Beranda / Berita / Aceh / Dekan FISIP UIN Ar-Raniry Sesalkan "Skandal Pimpinan Yayasan" di Pidie Jaya

Dekan FISIP UIN Ar-Raniry Sesalkan "Skandal Pimpinan Yayasan" di Pidie Jaya

Selasa, 25 Januari 2022 15:00 WIB

Font: Ukuran: - +

Reporter : Zakir

Dekan FISIP UIN Ar-Raniry, Dr. Ernita Dewi, S.Ag., M.Hum.


DIALEKSIS.COM | Banda Aceh - Dalam beberapa hari ini, publik Aceh dihebohkan dengan dua kasus asusila yang menjerat dua pejabat sekaligus pimpinan pesantren dan pimpinan yayasan di Aceh Tenggara (Agara) dan Pidie Jaya (Pijay). 

Seperti diketahui, salah satu pimpinan pesantren di Agara dilaporkan telah diamankan pihak kepolisian atas dugaan asusila yang merenggut kehormatan salah seorang santrinya. Pimpinan pesantren yang juga Kepala Baitul Mal Agara itu dilaporkan memperkosa santrinya itu hingga lima kali.

Sementara kasus tidak kalah menghebohkan juga datang dari Pidi Jaya. Pimpinan Yayasan Darul Aitam yang juga pejabat di Kementerian Agama (Kemenag) Pidie berinisial Z, dilaporkan merenggut kehormatan ibu dari salah satu anak asuhnya, dengan imbalan mempermudah proses administrasi anaknya "mondok" di yayasan yang dipimpinnya itu.

Skandal yang menjerat pimpinan yayasan di Pidie Jaya itu terungkap setelah seorang ibu dari anak asuh mengaku telah ditidurinya berkali-kali dengan iming-iming anaknya (yang tidak cukup syarat) akan dipermudah untuk diterima di yayasan itu. 

Pengakuan wanita berusia 38 tahun yang oleh pemberitaan sejumlah media menyebutnya telah berpindah agama dari Islam ke Kristen dan kemudian ingin anaknya memeluk dan belajar agama Islam di yayasan dimaksud, tentu saja sangat menyayat hati bila skandal tersebut benar adanya.

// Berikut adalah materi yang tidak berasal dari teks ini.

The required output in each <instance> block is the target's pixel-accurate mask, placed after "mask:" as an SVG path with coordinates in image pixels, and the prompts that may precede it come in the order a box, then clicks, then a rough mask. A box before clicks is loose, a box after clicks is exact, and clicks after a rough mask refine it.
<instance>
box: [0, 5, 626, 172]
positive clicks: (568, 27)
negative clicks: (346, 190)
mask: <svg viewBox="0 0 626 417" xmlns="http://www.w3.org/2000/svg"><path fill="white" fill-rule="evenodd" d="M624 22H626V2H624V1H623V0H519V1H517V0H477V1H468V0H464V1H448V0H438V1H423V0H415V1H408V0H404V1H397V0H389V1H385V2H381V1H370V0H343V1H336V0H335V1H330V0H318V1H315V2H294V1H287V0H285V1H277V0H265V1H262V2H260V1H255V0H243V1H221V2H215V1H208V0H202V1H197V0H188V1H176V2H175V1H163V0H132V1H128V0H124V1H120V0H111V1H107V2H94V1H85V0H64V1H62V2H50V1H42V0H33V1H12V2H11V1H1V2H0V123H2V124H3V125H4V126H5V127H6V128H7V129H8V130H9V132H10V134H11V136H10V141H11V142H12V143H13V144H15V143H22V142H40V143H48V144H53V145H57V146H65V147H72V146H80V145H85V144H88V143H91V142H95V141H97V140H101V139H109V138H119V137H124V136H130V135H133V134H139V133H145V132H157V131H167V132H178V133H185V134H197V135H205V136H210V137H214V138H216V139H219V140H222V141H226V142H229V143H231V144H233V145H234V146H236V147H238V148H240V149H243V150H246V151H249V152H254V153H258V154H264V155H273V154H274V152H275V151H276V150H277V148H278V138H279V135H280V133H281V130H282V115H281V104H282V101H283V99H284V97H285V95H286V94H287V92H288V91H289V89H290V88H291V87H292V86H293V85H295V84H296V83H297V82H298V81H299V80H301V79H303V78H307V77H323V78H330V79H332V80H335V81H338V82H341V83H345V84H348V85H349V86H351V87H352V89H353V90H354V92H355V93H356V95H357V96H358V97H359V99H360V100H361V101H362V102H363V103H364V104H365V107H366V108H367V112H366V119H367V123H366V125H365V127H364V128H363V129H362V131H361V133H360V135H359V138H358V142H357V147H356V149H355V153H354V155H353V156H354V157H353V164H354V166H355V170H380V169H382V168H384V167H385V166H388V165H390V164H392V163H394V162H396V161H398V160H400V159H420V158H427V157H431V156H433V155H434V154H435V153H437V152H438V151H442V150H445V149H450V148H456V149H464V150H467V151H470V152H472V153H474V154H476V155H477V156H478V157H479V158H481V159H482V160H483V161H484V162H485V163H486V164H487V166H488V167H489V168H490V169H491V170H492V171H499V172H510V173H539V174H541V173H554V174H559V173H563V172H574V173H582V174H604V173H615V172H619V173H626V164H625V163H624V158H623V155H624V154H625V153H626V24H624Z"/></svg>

Namun pimpinan yayasan Darul Aitam, Z, telah membantah keras pengakuan wanita itu bahwa dirinya telah menidurinya di Banda Aceh dan Sabang. Z menyebut pengakuan wanita tersebut kepada sejumlah awak media sebagai fitnah. Saat media ini mencoba mengkonfirmasi ke pihak Polres Pidie Jaya, Senin 24/1/2022), ternyata juga tidak ada laporan terkait kasus tersebut.

"Tidak ada laporan di kita Bg terkait kasus itu. Kalau berdasarkan pengakuan ibu dari anak itu kan kasus (asusila) terjadi di Banda Aceh dan Sabang. Mungkin karena kejadian di luar wilayah hukum kita makanya tidak ada laporan ke kita," ujar Kasat Reskrim Pidie Jaya, Iptu Dedi Miswar.

Terlepas dari benar tidaknya skandal kasus asusila itu, namun Pimpinan Yayasan Darul Aitam, Z, kepada sejumlah media mengaku bahwa anak wanita itu ingin dimasukkan ke yayasan tersebut. Namun anak itu tidak memenuhi syarat karena berasal dari Medan dan tidak ada rekomendasi kepala desa (keuchik) sebagai salah satu syarat masuk yayasan. 

Pun demikian, berdasarkan pengukuran Z, anak itu sempat diterima di yayasan Darul Aitam dengan administrasinya diselesaikan belakangan, meski pada akhirnya dikeluarkan karena ibu si anak tidak bisa memenuhi persyaratan administrasi.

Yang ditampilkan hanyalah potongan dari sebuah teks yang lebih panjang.